Sandboxes

Quick Start

You have an app that already calls chat(), and you have an XAI_API_KEY (or you've logged in on grok.com). By the end of this guide a Grok Build agent will clone a repo into a Docker sandbox, fix a bug, and stream the resulting git diff back to you.

If you only want concepts first, read the Overview. Otherwise, start here.

1. Install the packages

shell
npm i @tanstack/ai @tanstack/ai-grok-build @tanstack/ai-sandbox @tanstack/ai-sandbox-docker
  • @tanstack/ai — the core chat() pipeline.

  • @tanstack/ai-grok-build — the Grok Build harness adapter.

  • @tanstack/ai-sandboxdefineSandbox, defineWorkspace, withSandbox.

  • @tanstack/ai-sandbox-docker — the Docker provider that runs the agent in a container.

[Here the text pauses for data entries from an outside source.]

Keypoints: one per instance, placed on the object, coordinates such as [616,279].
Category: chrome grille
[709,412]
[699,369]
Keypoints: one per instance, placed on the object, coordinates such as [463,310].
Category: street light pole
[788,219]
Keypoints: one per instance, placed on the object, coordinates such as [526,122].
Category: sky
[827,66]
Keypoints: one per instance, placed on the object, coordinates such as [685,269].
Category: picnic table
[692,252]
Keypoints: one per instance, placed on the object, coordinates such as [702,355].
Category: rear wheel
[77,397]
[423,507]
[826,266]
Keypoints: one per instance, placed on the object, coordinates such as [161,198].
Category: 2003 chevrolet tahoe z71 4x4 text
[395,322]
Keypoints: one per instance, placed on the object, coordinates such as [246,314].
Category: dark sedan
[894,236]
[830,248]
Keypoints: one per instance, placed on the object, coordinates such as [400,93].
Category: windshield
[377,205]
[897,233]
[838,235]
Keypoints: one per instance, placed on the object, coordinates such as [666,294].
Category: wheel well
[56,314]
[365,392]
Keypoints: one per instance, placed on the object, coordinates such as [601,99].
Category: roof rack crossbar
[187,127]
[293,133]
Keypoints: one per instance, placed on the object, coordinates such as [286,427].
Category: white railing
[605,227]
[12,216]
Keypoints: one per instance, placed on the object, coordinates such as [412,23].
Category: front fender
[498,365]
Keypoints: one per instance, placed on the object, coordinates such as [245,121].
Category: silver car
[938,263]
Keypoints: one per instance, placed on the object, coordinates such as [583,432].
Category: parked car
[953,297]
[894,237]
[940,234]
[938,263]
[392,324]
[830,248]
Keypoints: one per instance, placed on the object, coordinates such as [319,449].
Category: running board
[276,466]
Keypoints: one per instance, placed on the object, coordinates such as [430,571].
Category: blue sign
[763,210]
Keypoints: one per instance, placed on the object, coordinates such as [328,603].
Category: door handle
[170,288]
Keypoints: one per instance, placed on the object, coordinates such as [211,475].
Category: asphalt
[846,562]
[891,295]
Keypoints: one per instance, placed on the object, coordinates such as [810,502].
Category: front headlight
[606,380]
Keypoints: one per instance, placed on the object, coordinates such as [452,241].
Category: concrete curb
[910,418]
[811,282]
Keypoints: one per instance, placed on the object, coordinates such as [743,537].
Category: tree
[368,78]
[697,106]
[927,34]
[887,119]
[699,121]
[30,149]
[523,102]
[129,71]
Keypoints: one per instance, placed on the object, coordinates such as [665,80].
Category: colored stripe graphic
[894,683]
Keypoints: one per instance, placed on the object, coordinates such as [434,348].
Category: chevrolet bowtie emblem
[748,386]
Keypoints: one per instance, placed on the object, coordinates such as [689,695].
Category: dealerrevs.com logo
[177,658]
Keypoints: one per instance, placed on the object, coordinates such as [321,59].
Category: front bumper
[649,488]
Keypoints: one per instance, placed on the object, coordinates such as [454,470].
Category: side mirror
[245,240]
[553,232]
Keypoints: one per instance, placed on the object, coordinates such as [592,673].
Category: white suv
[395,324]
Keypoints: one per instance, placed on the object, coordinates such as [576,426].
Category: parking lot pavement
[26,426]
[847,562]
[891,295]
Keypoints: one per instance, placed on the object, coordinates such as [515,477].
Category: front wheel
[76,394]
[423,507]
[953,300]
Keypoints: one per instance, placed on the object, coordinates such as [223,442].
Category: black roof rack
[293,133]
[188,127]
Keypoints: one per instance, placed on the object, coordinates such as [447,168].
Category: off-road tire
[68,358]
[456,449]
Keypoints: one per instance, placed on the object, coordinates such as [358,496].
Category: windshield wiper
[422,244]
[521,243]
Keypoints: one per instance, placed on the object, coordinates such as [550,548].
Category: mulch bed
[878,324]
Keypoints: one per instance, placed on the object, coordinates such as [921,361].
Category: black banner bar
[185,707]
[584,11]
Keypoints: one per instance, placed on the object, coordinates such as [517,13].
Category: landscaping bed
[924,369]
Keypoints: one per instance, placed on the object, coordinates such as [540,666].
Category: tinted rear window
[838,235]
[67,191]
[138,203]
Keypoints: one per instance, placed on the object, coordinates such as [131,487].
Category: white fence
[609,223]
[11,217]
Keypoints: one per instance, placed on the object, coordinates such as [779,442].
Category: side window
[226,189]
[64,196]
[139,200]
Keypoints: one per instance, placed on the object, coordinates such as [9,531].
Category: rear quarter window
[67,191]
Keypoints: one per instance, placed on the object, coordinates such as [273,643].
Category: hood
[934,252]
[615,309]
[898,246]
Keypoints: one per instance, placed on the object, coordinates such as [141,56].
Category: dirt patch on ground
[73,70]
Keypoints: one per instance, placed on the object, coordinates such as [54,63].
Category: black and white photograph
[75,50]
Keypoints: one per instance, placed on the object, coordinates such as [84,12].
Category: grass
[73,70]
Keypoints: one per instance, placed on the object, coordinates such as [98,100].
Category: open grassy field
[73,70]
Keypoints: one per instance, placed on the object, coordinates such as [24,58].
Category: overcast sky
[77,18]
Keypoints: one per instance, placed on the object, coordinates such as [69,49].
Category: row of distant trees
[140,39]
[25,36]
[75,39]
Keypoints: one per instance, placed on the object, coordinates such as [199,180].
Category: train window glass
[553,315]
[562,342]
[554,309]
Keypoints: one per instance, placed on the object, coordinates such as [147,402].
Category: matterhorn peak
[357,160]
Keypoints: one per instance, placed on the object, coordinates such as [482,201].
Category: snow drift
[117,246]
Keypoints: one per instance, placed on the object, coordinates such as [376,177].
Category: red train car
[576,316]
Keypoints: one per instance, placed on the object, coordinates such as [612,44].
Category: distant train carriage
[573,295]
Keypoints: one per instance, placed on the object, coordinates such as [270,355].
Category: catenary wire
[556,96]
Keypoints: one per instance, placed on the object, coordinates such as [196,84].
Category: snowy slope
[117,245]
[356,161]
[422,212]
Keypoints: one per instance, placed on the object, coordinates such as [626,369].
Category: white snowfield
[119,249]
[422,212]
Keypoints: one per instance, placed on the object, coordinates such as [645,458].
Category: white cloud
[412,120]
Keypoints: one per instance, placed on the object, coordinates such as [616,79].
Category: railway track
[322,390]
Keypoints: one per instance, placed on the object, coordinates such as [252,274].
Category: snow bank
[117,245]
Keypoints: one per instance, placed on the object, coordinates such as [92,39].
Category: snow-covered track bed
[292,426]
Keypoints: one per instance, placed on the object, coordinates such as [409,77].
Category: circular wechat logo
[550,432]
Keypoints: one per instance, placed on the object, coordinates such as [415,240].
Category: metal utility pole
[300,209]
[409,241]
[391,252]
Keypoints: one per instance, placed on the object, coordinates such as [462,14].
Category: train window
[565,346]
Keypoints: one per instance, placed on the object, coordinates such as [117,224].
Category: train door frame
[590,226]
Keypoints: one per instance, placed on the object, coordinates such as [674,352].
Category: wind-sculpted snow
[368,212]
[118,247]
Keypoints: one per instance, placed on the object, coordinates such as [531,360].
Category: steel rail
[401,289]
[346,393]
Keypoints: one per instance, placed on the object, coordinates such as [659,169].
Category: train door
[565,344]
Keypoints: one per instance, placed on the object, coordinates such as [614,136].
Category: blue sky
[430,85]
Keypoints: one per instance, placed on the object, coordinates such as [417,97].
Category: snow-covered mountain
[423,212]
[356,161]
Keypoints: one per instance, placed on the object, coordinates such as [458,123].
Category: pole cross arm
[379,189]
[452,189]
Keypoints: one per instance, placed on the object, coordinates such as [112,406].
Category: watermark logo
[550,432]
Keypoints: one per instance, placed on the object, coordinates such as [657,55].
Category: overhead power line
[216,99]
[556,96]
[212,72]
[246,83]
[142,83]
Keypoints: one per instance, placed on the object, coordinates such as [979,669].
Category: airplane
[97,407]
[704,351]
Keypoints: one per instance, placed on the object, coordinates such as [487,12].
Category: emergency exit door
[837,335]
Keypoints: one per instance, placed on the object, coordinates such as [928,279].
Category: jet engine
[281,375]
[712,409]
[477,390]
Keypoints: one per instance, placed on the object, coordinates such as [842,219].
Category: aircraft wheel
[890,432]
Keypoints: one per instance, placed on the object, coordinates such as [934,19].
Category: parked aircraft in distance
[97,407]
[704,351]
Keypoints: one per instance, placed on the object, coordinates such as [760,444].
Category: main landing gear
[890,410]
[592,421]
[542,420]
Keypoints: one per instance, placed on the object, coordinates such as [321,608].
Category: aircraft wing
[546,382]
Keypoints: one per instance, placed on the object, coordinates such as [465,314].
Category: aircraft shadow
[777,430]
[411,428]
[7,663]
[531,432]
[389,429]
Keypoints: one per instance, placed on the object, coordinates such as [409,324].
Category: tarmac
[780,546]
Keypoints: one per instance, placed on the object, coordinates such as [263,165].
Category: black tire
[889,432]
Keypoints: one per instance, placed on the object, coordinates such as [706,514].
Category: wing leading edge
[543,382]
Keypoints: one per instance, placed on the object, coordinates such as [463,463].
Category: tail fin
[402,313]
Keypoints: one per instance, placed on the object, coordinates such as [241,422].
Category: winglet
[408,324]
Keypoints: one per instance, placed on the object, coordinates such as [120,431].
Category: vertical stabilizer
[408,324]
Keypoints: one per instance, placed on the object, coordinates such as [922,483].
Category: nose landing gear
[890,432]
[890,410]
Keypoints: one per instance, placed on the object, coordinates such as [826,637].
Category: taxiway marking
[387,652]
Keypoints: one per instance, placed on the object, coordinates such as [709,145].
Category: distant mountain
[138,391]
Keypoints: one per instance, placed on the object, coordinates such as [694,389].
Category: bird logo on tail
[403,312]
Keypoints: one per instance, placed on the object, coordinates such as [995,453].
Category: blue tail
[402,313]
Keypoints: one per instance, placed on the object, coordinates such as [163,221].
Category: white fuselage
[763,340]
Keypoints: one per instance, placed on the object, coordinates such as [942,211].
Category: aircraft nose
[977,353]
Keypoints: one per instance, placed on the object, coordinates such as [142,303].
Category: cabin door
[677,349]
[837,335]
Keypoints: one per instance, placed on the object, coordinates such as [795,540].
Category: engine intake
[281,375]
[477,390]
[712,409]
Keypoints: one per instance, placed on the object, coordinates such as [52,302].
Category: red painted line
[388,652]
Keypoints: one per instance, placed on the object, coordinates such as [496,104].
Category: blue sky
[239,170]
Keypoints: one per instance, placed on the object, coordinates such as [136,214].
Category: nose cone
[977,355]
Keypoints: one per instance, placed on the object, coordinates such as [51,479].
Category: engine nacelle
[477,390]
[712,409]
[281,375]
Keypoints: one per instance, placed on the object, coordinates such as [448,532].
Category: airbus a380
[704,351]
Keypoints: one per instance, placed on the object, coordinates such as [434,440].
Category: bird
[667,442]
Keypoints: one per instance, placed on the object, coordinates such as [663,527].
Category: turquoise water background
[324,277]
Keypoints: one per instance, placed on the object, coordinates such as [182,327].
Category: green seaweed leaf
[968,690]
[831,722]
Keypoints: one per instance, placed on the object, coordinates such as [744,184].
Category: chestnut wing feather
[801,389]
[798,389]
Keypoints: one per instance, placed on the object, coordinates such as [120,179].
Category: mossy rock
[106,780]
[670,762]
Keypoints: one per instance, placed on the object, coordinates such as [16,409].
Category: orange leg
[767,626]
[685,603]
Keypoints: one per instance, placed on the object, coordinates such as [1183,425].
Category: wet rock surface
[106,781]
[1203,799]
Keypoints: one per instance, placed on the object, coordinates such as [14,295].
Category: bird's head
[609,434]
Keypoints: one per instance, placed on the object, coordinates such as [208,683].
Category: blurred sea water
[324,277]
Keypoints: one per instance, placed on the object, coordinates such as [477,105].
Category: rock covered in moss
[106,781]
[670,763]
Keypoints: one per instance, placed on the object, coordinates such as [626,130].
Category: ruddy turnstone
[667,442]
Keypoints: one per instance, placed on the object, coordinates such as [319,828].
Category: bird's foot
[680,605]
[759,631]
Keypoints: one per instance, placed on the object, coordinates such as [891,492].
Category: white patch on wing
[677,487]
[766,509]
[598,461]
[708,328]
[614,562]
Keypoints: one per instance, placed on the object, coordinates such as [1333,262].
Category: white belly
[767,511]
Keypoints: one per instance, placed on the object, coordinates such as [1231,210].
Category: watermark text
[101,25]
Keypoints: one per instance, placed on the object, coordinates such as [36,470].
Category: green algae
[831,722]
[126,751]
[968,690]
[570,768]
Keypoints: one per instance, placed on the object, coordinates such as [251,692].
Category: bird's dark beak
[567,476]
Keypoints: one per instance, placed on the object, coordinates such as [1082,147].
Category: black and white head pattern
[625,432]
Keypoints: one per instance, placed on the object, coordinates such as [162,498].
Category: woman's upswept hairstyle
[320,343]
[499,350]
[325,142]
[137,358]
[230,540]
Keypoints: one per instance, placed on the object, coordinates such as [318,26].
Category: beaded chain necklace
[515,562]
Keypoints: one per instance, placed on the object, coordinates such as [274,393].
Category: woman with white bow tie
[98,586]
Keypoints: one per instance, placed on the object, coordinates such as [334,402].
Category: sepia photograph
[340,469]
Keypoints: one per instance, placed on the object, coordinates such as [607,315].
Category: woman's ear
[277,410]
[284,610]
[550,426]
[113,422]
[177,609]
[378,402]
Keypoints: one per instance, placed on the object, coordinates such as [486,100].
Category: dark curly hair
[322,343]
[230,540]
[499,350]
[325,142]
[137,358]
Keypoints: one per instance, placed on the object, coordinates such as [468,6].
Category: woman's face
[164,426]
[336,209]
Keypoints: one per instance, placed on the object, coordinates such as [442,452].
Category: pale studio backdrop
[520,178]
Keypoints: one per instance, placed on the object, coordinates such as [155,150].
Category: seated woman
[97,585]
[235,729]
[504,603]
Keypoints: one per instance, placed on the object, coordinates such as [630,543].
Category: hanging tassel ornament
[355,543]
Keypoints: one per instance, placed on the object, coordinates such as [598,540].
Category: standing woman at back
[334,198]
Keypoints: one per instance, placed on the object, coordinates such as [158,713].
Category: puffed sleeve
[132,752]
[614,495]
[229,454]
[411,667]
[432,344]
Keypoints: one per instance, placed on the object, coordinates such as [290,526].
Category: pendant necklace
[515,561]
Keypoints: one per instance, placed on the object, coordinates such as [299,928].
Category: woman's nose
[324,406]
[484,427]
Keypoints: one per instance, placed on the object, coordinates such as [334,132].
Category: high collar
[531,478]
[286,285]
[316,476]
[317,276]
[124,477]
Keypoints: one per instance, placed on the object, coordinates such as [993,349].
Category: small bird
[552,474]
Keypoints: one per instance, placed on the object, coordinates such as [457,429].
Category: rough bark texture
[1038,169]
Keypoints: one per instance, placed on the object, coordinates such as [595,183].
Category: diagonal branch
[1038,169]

    You'll also need Docker running locally, and the grok CLI available in your sandbox image (the Grok Build harness spawns it inside the sandbox). No Docker? See the local-process alternative below.

2. Define the sandbox

A sandbox bundles three things: a provider (the isolation primitive — here, Docker), a workspace (what the agent sees — here, a cloned git repo plus a setup step), and a lifecycle (when to reuse, snapshot, and tear it down).

ts
import {
  createSecrets,
  defineSandbox,
  defineWorkspace,
  githubRepo,
} from '@tanstack/ai-sandbox'
import { dockerSandbox } from '@tanstack/ai-sandbox-docker'

export const repoSandbox = defineSandbox({
  id: 'bug-fixer',
  provider: dockerSandbox({ image: 'node:22' }),
  workspace: defineWorkspace({
    // Where the working tree comes from (shallow clone by default).
    source: githubRepo({ repo: 'owner/buggy-app' }),
    packageManager: 'pnpm',
    // Commands that run once during bootstrap.
    setup: ['corepack enable', 'pnpm install'],
    // Injected into the sandbox env at create/resume — never persisted to
    // snapshots, the sandbox store, or the event log.
    secrets: createSecrets({
      XAI_API_KEY: process.env.XAI_API_KEY ?? '',
    }),
  }),
  lifecycle: { reuse: 'thread', snapshot: 'after-setup', keepAlive: '30m' },
})

snapshot: 'after-setup' (the default when the provider supports snapshots) means the next run resumes from a post-pnpm install snapshot instead of re-cloning and re-installing — so only the first run pays the cold-start cost.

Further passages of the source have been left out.